Why, she asked herself as she slowed the horse to the barest walk. Why in the world was she agreeing to marry a man she didn’t love, who didn’t love her, a man who made her furious every other minute, a man who treated her like something he’d bought and paid for?
The answer came to her quickly.
Because he made her feel alive. Because he needed her.
Blair had said that when they were children, Houston had thrown snowballs with the best of them, but Duncan and Leander had taken away her spirit. Long ago she’d learned that it was easier to give in to the men, to be the quiet, ladylike, spiritless woman they wanted.
But there were times, at receptions, at dinner gatherings, when she felt as if she were a painting on a wall—pretty and nice to have around, but completely unnecessary to anyone’s day-to-day well-being. She’d even said something like this to Leander once and he’d talked about the quality of life changing without art objects.
But in the end, Lee had traded Houston’s quiet, serene beauty for a woman who set his body on fire.

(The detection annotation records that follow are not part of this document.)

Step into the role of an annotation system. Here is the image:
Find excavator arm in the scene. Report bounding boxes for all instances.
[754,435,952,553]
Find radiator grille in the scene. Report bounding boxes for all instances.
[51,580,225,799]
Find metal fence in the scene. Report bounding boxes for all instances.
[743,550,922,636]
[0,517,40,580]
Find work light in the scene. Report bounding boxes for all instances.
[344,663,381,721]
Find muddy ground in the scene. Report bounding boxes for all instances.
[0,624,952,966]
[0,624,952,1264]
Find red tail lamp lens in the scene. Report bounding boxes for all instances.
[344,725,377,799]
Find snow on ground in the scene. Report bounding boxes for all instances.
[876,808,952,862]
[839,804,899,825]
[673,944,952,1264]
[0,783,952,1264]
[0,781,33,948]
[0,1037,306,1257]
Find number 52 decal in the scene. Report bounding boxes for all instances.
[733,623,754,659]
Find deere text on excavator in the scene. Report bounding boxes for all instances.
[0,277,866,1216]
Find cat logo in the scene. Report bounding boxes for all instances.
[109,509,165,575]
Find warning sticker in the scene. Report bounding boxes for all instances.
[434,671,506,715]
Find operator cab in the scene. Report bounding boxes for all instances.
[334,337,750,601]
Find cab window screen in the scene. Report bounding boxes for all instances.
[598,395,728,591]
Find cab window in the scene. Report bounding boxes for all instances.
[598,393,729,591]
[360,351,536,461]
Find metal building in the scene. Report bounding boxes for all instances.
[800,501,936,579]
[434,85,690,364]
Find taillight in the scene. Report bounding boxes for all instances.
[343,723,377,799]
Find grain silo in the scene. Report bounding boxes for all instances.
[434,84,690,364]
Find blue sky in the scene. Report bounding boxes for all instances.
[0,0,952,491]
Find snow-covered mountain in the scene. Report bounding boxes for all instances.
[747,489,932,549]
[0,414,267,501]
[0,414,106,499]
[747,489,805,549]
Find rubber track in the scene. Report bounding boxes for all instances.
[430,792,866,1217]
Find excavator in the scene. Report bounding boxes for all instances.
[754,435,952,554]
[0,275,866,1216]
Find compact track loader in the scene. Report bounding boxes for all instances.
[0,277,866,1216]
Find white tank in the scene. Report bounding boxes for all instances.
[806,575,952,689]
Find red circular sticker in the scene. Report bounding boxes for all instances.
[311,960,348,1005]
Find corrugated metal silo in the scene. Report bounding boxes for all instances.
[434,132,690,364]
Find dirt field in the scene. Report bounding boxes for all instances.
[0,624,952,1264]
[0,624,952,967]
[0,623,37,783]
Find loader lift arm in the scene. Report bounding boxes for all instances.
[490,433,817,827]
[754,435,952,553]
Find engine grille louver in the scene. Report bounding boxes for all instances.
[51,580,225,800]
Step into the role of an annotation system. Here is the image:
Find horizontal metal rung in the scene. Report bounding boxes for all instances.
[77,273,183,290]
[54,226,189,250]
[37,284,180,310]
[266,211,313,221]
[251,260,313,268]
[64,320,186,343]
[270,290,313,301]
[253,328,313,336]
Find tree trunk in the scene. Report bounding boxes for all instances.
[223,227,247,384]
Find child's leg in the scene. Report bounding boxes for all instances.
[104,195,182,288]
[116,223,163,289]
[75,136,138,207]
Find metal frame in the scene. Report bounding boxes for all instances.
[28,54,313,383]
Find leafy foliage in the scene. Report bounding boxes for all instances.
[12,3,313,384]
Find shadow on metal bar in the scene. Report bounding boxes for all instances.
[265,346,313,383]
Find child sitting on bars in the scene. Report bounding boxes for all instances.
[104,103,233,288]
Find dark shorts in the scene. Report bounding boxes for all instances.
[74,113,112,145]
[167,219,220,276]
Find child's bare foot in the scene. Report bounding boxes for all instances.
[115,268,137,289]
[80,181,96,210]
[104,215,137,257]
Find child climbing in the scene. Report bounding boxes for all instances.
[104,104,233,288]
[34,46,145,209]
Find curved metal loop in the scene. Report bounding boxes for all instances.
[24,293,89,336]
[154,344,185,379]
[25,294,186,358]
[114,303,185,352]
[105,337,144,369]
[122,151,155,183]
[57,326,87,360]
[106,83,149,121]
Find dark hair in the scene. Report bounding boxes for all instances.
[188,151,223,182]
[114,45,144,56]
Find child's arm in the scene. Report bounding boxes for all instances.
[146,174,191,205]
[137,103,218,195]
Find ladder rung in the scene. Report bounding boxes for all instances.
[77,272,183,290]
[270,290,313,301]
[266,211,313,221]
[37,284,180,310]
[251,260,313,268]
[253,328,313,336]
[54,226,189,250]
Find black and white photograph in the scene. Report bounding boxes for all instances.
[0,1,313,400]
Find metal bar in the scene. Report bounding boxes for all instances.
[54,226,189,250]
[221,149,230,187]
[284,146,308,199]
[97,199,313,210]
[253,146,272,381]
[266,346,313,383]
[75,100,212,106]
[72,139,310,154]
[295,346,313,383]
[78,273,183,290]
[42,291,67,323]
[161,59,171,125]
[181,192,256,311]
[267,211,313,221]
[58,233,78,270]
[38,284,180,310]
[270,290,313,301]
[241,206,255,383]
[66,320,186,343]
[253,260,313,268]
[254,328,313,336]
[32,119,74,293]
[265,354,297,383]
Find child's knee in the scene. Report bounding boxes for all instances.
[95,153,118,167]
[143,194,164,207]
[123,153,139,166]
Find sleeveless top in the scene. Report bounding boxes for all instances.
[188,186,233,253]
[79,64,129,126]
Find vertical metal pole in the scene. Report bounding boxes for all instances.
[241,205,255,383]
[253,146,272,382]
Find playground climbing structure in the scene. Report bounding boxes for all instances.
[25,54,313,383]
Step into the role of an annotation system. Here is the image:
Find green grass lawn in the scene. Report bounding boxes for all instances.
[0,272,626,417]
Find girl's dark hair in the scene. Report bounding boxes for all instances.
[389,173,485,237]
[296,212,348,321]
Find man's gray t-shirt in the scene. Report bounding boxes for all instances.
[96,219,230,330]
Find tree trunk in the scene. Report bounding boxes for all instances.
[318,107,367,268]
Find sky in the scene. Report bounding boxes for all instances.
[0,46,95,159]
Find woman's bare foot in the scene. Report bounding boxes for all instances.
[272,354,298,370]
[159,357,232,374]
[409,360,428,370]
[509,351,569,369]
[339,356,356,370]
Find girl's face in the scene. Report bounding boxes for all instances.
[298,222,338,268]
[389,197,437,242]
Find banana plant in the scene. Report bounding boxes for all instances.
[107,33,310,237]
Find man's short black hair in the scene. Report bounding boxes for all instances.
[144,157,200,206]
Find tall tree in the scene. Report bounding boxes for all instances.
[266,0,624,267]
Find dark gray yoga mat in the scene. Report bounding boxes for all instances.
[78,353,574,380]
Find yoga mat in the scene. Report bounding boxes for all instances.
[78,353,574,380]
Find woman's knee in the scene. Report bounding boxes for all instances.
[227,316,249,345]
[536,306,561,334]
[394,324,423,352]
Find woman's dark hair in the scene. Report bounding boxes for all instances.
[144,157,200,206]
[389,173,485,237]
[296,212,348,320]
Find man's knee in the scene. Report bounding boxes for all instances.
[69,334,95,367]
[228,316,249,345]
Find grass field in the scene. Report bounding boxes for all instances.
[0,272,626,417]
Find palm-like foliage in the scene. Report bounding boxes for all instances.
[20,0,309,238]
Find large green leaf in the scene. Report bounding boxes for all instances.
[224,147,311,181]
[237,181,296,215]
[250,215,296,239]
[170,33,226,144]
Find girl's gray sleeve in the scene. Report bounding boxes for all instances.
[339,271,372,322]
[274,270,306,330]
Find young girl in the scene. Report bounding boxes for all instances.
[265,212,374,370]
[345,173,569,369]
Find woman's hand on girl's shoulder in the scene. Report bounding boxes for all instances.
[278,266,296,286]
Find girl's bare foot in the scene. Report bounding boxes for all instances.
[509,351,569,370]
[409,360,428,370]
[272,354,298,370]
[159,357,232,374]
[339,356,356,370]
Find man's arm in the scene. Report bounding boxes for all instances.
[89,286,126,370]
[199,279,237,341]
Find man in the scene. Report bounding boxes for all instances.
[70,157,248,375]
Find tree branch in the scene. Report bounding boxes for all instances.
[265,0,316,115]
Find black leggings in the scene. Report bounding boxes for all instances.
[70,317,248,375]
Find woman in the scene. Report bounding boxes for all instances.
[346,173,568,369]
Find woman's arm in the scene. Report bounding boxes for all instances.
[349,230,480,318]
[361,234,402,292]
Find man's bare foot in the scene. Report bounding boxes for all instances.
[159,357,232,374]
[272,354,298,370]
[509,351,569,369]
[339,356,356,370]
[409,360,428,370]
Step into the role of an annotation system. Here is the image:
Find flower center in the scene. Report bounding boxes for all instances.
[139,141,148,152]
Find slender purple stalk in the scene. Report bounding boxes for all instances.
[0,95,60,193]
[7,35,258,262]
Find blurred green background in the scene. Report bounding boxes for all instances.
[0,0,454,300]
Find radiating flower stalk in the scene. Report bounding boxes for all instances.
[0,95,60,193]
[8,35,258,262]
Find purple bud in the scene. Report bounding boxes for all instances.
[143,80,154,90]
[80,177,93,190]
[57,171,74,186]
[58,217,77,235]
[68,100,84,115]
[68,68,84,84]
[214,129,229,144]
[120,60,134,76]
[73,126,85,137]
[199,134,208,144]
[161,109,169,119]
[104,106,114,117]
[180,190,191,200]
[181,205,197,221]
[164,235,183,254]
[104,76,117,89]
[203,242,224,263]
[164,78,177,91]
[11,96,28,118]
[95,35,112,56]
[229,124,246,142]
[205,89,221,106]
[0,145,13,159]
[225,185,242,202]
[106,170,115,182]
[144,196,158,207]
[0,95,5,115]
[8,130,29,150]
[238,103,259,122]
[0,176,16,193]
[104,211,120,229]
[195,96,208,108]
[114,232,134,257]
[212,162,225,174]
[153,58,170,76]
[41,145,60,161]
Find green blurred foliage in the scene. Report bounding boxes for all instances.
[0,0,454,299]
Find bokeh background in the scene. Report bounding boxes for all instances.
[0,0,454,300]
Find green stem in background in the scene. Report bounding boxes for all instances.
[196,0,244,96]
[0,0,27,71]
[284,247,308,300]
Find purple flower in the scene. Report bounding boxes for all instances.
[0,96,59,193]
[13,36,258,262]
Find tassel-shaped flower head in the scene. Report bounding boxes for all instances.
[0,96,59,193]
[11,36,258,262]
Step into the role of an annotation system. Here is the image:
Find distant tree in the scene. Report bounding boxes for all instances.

Never had a man made her feel as Kane Taggert did. Lee’s taste in clothing and furniture was impeccable. Easily, he could have done the interiors of the house he’d had built for them by himself. But Mr. Taggert was at such a loss about what to do that, without her, he couldn’t even arrange his furniture, much less buy it.
Houston thought of all the years of work she’d gone through at school. Blair seemed to think her sister had done little but drink tea and arrange flowers, but Houston remembered the strict discipline and Miss Jones’s ruler slapping on tender palms when a girl failed.
When she was with Lee, she had to make a conscious effort to put all her schooling into effect because Lee would know when she was wrong. But with Mr. Taggert, she felt free. Today she’d screeched at him. In fourteen years of knowing Lee, never once had she raised her voice to him.
She took a breath of cool, night air. All the work ahead of her! Arranging the wedding, the surprise of exploring the attics and putting
the furniture where she wanted it. And the challenge of trying to turn Mr. Taggert into some form of gentleman!
By the time she reached home, she was bursting with excitement. She was going to marry a man who needed her.
She left the horse and carriage with the groom, straightened her shoulders, and prepared herself to face the storm that was her family.
Chapter 7
Much to her surprise—and relief—the house was quiet when Houston entered through the kitchen, only the cook and Susan washing up.
“Has everyone gone to bed?” she asked, her hand on the big oak table that nearly filled the room.
“Yes, Miss Blair-Houston,” Susan answered as she cleaned the coffee grinder. “More or less.”
“Houston,” she said automatically, ignoring the maid’s last comment. “Will you bring me something on a tray and come to my room, Susan?”
As she walked through the house to the stairs, she noticed several large bouquets of freshly cut flowers, not flowers from her mother’s garden. She saw a card attached:
To my wife to be, Blair, from Leander.
Leander had never sent her flowers in all the months they were engaged.